Second, Stein shows that, even in an FLSA collective action context, Rule 68 may be a poor vehicle for an employer to make an offer of full relief.  Under Rule 68, an offer not accepted within 14 days is considered withdrawn.  Thus, the 11th Circuit held in Stein, an unaccepted offer no longer moots a claim after 14 days because it technically no longer exists. Rule 68 also requires that a defendant-employer take a judgment against itself.  This causes two problems:  (a) taking an adverse judgment could complicate matters for a company in future lawsuits or DOL investigations, in government contracting, or in obtaining financing or completing other types of transactions; and (b) when a judgment is entered against an employer under the FLSA, the plaintiff is considered to have prevailed in the case, and thus is entitled to an award of reasonable attorneys’ fees for which an employer is liable.  If the offer is made early, these fees may not be significant.  But many employers find that, in this context, some (but not all) plaintiff’s attorneys seem to have a “heavy pencil” when completing their time sheets.
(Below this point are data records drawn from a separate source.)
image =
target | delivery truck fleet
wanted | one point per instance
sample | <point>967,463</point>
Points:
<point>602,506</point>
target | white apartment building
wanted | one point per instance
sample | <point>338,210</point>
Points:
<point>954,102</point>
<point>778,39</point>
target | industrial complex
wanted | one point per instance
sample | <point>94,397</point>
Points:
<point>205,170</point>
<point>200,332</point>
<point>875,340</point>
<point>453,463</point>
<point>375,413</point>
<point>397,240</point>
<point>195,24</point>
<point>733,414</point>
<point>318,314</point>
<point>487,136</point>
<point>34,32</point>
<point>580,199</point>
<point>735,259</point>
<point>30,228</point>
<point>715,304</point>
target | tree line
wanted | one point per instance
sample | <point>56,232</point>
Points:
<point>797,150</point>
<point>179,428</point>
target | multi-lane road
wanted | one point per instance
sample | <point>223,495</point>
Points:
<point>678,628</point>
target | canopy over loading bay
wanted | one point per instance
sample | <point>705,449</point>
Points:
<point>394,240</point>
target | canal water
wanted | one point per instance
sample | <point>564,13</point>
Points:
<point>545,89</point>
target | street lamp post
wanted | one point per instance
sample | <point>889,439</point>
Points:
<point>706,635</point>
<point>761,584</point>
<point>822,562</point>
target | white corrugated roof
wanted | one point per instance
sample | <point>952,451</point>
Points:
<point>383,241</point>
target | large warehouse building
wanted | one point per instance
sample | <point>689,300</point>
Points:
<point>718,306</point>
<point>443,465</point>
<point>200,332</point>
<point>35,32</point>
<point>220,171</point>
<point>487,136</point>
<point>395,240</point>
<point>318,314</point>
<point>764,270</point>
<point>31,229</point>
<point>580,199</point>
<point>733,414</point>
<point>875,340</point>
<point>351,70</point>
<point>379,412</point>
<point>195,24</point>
There is a better way.  Just make an unconditional offer of complete relief to the plaintiff.  Even include a check. There is no need to invoke Rule 68.  At least in some circuits, such an offer in a single-plaintiff, multi-plaintiff, or collective action context — whether accepted or unaccepted — can moot a case even when Rule 68 is not in the picture.  The 7th Circuit, for example, has made this clear on multiple occasions.  This provides two benefits.  First, there’s no judgment against the employer.  Rather, the case gets dismissed for lack of jurisdiction due to mootness.  Second, there is no liability for fees.  Under the FLSA, only prevailing plaintiffs are entitled to attorneys’ fees.  But when a case is dismissed as moot and a plaintiff is not awarded a favorable judgment, the Supreme Court has held that there is no entitlement to fees.

At bottom, Rule 68 should have no role in attempting to moot a wage-hour case in most circuits.  If the case includes class action allegations under state wage-hour law, a Rule 68 offer of complete relief doesn’t moot the putative class action.  And if the case is a pure FLSA collective action claim, an offer of complete relief — without resort to Rule 68 — may moot a case without carrying the baggage that Rule 68 offer brings.  And even then, an employer has to weigh whether it should try to moot a named plaintiff’s FLSA claim.  Other potential plaintiffs may be waiting in the wings anyway, and an offer of full relief to the first current or former employee who files a claim risks putting “blood in the water” and also making an enemy of a plaintiff’s counsel. As with virtually any strategy decision, whether to try to moot a case must be decided on a case-by-case basis.